Some Fiendish Fun In Ghent
The Castle of the Counts in Ghent, Belgium, saw many people who were likely friendly. And it also saw others who were clearly fiendish.
The imposing riverside structure dates back to the 12th century and long served as a retreat for aristocrats, who were clearly at times unforgiving, as those who explore what is now a major tourist attraction that has thick stone walls, winding stairs and ramparts will learn.
Devices that provide narration in several languages tell of castle’s Oubliette, a dungeon-like facility where castle residents and visitors could peer down through a hole in the stone floor onto the wretched sorts imprisoned below.
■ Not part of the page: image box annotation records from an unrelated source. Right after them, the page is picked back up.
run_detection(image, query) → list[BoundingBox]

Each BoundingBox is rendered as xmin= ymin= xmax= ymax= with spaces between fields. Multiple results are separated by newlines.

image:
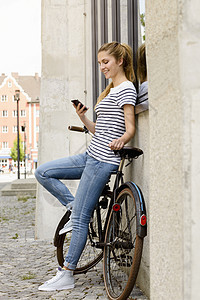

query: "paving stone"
xmin=0 ymin=196 xmax=147 ymax=300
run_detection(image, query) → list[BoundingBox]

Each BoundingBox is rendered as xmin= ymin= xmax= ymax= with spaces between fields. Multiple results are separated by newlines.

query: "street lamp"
xmin=15 ymin=90 xmax=20 ymax=179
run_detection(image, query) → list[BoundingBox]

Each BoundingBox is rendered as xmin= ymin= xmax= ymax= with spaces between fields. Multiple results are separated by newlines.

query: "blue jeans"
xmin=35 ymin=152 xmax=118 ymax=270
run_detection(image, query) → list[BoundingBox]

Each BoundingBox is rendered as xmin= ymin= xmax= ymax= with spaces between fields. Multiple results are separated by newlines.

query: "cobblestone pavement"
xmin=0 ymin=196 xmax=147 ymax=300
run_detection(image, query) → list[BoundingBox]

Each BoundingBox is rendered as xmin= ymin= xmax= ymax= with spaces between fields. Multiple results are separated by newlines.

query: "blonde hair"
xmin=97 ymin=42 xmax=135 ymax=104
xmin=137 ymin=43 xmax=147 ymax=83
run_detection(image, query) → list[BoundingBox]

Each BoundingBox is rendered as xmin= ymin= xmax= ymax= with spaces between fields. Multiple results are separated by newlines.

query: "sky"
xmin=0 ymin=0 xmax=41 ymax=75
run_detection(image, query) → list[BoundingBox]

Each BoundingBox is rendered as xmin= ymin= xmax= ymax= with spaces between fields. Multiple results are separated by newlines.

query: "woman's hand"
xmin=109 ymin=138 xmax=124 ymax=150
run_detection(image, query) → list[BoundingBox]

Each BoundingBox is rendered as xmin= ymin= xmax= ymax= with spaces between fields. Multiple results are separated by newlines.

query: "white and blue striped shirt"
xmin=87 ymin=81 xmax=137 ymax=165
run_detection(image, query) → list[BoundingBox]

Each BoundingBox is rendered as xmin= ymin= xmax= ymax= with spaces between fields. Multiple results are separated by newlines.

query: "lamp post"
xmin=15 ymin=90 xmax=20 ymax=179
xmin=22 ymin=122 xmax=26 ymax=179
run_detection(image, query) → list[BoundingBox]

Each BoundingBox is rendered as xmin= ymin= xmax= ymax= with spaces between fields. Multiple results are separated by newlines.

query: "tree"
xmin=10 ymin=135 xmax=24 ymax=161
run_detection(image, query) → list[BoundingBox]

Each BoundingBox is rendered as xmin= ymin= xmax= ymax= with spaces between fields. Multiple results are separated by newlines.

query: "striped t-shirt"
xmin=87 ymin=81 xmax=137 ymax=165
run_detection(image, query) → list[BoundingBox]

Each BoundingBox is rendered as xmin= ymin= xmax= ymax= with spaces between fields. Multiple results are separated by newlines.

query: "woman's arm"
xmin=73 ymin=104 xmax=96 ymax=134
xmin=109 ymin=104 xmax=135 ymax=150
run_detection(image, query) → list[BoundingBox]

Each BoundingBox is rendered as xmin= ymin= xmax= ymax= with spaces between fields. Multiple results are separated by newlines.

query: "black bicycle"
xmin=54 ymin=126 xmax=147 ymax=300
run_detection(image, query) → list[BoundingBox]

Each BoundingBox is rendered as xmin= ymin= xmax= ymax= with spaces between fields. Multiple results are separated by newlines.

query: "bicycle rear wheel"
xmin=103 ymin=188 xmax=143 ymax=300
xmin=54 ymin=192 xmax=109 ymax=274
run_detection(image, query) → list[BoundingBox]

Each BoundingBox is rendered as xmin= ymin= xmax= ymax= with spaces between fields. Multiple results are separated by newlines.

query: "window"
xmin=2 ymin=110 xmax=8 ymax=117
xmin=20 ymin=110 xmax=26 ymax=117
xmin=2 ymin=142 xmax=8 ymax=149
xmin=13 ymin=110 xmax=17 ymax=117
xmin=1 ymin=95 xmax=8 ymax=102
xmin=2 ymin=126 xmax=8 ymax=133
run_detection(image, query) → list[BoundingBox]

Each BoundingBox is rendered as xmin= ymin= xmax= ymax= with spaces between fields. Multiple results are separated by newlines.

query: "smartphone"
xmin=71 ymin=99 xmax=88 ymax=110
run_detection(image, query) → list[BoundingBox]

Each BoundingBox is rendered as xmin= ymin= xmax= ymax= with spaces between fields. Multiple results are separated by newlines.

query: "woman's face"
xmin=98 ymin=51 xmax=123 ymax=80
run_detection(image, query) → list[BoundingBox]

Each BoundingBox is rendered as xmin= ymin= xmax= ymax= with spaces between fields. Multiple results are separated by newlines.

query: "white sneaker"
xmin=38 ymin=267 xmax=75 ymax=292
xmin=59 ymin=218 xmax=72 ymax=235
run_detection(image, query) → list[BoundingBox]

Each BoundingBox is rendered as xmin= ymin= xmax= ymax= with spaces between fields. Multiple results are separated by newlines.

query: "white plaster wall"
xmin=36 ymin=0 xmax=92 ymax=239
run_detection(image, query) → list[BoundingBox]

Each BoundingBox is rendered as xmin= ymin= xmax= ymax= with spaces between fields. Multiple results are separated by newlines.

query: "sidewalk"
xmin=0 ymin=196 xmax=147 ymax=300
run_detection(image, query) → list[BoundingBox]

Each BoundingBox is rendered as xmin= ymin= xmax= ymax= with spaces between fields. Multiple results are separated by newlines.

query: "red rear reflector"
xmin=140 ymin=215 xmax=147 ymax=226
xmin=113 ymin=203 xmax=121 ymax=211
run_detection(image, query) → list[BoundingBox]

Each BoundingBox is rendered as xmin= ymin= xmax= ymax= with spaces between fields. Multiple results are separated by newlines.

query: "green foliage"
xmin=140 ymin=14 xmax=145 ymax=41
xmin=10 ymin=135 xmax=24 ymax=161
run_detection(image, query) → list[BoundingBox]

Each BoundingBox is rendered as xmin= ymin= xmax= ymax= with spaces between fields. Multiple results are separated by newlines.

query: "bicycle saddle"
xmin=114 ymin=146 xmax=143 ymax=159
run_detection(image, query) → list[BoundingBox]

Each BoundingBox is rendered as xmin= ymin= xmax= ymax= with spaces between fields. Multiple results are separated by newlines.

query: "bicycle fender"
xmin=116 ymin=181 xmax=147 ymax=238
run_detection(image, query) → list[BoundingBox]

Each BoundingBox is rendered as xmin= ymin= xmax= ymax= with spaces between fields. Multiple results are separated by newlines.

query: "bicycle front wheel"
xmin=103 ymin=188 xmax=143 ymax=300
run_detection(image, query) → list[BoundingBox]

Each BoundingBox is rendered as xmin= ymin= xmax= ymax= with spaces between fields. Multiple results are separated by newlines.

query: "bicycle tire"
xmin=54 ymin=195 xmax=109 ymax=274
xmin=103 ymin=188 xmax=143 ymax=300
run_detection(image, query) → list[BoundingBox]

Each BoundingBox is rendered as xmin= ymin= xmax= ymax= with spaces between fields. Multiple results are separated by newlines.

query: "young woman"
xmin=135 ymin=43 xmax=149 ymax=114
xmin=35 ymin=42 xmax=137 ymax=291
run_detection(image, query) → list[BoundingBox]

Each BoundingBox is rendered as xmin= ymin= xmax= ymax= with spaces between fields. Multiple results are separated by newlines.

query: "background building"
xmin=0 ymin=73 xmax=40 ymax=172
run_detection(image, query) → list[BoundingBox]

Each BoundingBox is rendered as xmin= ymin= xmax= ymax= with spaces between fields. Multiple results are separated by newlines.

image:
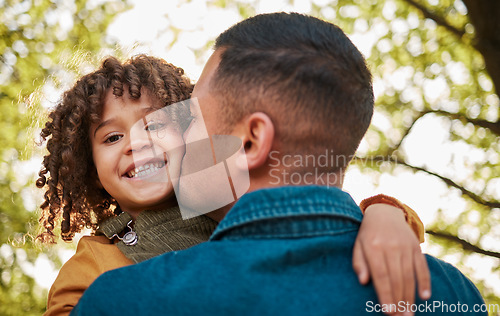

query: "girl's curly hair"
xmin=36 ymin=55 xmax=193 ymax=243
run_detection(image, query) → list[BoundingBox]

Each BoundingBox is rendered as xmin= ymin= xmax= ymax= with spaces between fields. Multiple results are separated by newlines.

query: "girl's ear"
xmin=238 ymin=112 xmax=274 ymax=170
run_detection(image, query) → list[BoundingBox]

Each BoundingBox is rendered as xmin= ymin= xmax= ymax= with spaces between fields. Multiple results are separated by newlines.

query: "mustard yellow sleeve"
xmin=44 ymin=236 xmax=132 ymax=316
xmin=359 ymin=194 xmax=425 ymax=243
And in another part of the castle tourists can look through bars into a room home to grim-looking torture devices that could be used to punish people in a horrific manner for different offenses, including counterfeiting.
(The narration at one point mentions 5 particularly gruesome executions that took place in the structure, with screaming heard in the narration background.)
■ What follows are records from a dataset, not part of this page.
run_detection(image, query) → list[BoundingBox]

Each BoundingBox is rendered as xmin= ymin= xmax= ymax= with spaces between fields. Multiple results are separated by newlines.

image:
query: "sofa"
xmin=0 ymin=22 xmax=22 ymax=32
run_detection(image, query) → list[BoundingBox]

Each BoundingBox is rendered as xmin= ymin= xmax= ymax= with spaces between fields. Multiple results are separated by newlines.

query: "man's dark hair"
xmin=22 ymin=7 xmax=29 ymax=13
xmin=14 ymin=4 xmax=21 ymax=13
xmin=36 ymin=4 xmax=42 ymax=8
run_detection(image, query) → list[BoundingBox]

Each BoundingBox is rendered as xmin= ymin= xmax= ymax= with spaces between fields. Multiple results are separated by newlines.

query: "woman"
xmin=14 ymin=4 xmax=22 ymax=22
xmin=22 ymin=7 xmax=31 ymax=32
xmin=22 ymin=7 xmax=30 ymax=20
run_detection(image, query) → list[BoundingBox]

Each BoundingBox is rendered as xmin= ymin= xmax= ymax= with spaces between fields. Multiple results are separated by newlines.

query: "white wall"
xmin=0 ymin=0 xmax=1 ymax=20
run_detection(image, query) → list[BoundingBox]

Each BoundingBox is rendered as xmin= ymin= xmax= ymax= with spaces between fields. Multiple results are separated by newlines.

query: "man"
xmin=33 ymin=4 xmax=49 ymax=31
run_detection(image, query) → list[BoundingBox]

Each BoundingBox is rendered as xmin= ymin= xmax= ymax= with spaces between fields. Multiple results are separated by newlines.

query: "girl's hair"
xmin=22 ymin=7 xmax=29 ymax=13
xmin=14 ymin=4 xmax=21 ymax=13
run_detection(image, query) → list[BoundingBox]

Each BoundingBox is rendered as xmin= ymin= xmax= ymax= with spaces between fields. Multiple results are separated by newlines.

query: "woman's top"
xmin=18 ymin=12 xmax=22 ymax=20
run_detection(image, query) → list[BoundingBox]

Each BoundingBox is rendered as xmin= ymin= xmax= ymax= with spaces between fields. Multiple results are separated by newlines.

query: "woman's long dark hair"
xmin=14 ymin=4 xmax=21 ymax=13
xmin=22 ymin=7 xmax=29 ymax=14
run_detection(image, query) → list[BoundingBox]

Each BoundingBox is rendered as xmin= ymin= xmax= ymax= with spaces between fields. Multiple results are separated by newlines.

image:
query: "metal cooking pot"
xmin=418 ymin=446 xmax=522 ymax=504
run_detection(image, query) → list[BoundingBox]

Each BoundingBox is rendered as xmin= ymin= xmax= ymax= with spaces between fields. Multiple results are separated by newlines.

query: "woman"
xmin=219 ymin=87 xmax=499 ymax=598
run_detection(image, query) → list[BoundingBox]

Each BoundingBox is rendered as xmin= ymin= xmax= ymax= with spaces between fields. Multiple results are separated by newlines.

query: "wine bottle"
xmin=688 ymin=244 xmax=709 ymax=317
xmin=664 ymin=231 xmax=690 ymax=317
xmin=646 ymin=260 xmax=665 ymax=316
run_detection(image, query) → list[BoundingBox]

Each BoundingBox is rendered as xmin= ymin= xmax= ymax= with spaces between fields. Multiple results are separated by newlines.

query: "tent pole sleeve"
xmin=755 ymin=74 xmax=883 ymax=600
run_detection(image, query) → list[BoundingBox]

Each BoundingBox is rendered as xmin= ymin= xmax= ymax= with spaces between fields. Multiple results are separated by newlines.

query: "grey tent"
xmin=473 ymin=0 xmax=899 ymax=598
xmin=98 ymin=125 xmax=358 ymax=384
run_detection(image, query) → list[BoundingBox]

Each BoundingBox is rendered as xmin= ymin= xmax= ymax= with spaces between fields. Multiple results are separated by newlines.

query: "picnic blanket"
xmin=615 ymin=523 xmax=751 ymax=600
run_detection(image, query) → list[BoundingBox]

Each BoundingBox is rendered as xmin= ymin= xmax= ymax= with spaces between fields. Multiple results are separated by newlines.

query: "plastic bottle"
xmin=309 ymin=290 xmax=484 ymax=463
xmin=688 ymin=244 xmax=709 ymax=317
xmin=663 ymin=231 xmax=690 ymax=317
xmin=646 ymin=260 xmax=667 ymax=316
Another castle room features fearsome looking weaponry dating back to the Middle Ages.
Castle builder Philip of Alsace was credited with positives, including modernizing the local legal system.
And his conscience may have been clear about some of the disturbing activities that took place in his castle given his participation in the Crusades, with the then Pope stating that those who answered the call to head to Jerusalem would be absolved of any sins.
And on that note, Happy Halloween all!